Deutsche Bank has made its first move towards reducing coal financing, following similar pledges over recent years by seven other banks, including Credit Agricole, Societe Generale, BNP Paribas and SEB. The bank has said it will reduce its exposure to thermal coal and will stop lending to greenfield thermal coal mines and new coal-fired power stations entirely. The NGO BankTrack said that the move doesn’t go far enough. “Many of Deutsche Bank’s European competitors are… also beginning to exclude their corporate financing of companies which base over 50% of their revenues or power generation on coal,” it said. “This sets a clear bar for what Deutsche Bank needs to do next.”
Hackney, a local authority in London, has committed to reducing the carbon reserves linked to its pension fund by 50% over the next six years. The fund has some £1.2bn under management, across active and passive strategies. It told RI it was considering investing through a low-carbon index to help it manage the carbon reserve levels of its passive approach, but had not committed to do so yet. “The fund’s long-term ambition is to move away from fossil fuel investments, and I can foresee a time when our fund will have no fossil fuel investments,” said Cllr Robert Chapman, Chair of Hackney’s Pensions Committee.

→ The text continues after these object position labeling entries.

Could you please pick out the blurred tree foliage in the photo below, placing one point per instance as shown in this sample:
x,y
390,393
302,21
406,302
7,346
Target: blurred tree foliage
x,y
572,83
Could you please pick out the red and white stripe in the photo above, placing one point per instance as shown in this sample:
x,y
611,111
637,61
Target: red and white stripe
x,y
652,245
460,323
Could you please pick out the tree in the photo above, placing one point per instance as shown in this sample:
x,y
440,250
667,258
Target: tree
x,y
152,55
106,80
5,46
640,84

South Pole, the global company that provides climate-change services and data, has bought Australia’s Climate Friendly for an undisclosed sum. Climate Friendly is the country’s primary carbon offset and renewables provider, and will be absorbed into South Pole Group in order to increase South Pole’s global presence. Its work will be split into a ‘carbon and renewables’ unit and a ‘Carbon Farming Initiative” unit. Link.
The Development Bank of Japan (DBJ) announced on January 24 on its website that it has become an issuer member of the Green Bond Principles. It is the first issuer in Japan that participates in the Green Bond Principles. Responding to the growing demand for SRI bonds, the DBJ issued green bonds in 2014 and sustainability bonds in 2015 and 2016. It plans to continue issuing SRI bonds in the future, according to its policy.
Research from KfW shows that nine out of 10 small- and medium-sized enterprises (SMEs) in industrialised and emerging economies have made efforts to achieve social and ecological goals. This includes campaigning for good working conditions, pressuring suppliers on ESG issues and working for environmental protection. The findings are a result of the KfW Competitiveness Indicator 2016, which interviewed more than 3,100 SMEs globally. For the full results, see here. Governance
The OECD has published a comprehensive study of the corporate governance frameworks of 14 Asian countries. The study is mainly based on a survey in which officials from financial and securities regulators have provided input. It compares key topics between the 14 jurisdictions — from shareholder voting rights and diversity in boards to executive payment disclosure. The study also traces back the latest amendments to governance codes and relevant legislation. The jurisdictions surveyed by the OECD are: Bangladesh, China, Hong Kong, India, Indonesia, Korea, Malaysia, Mongolia, Pakistan, Philippines, Singapore, Thailand, Chinese Taipei and Vietnam.
The Insurance Regulatory and Development Authority of India has launched a consultation to seek views on its Stewardship Code for Insurers, which ends on February, 15 2017. The Code has seven principles which include common recommendations such as publicly disclosing their stewardship responsibilities; collaborating with other institutional investors or monitoring their investee companies. “Considering the fiduciary role played by the insurance companies as investors on behalf of the policyholders, it is felt that greater transparency is needed as regards the manner in which the investments are managed by them,” the IRDAI consultation stated. The board of directors of insurers in India will have to approve the stewardship polices based on those principles.
In a joint letter to the UK Prime Minister, the heads of bodies representing international investors, professional directors, governance professionals and workers, have urged Theresa May not to shelve the debate on corporate governance reform, which she has pledged to tackle with an ongoing consultation, without establishing a mechanism to oversee the application of Section 172 of the UK Companies Act. Section 172 requires directors to promote the success of the company for the benefit of shareholders and in the interest of workers, consumers and other stakeholders. All signatories urged May to create a mechanism that allows stakeholders, whose interests should supposedly be protected by the law, to make a complaint and find an appropriate remedy. The signatories are Kerrie Waring, Managing Director of the International Corporate Governance Network; Simon Walker, Director General at the Institute of Directors; Frank Curtiss, President of the Institute for Company Secretaries; and Frances O’Grady, General Secretary of the Trades Union Congress.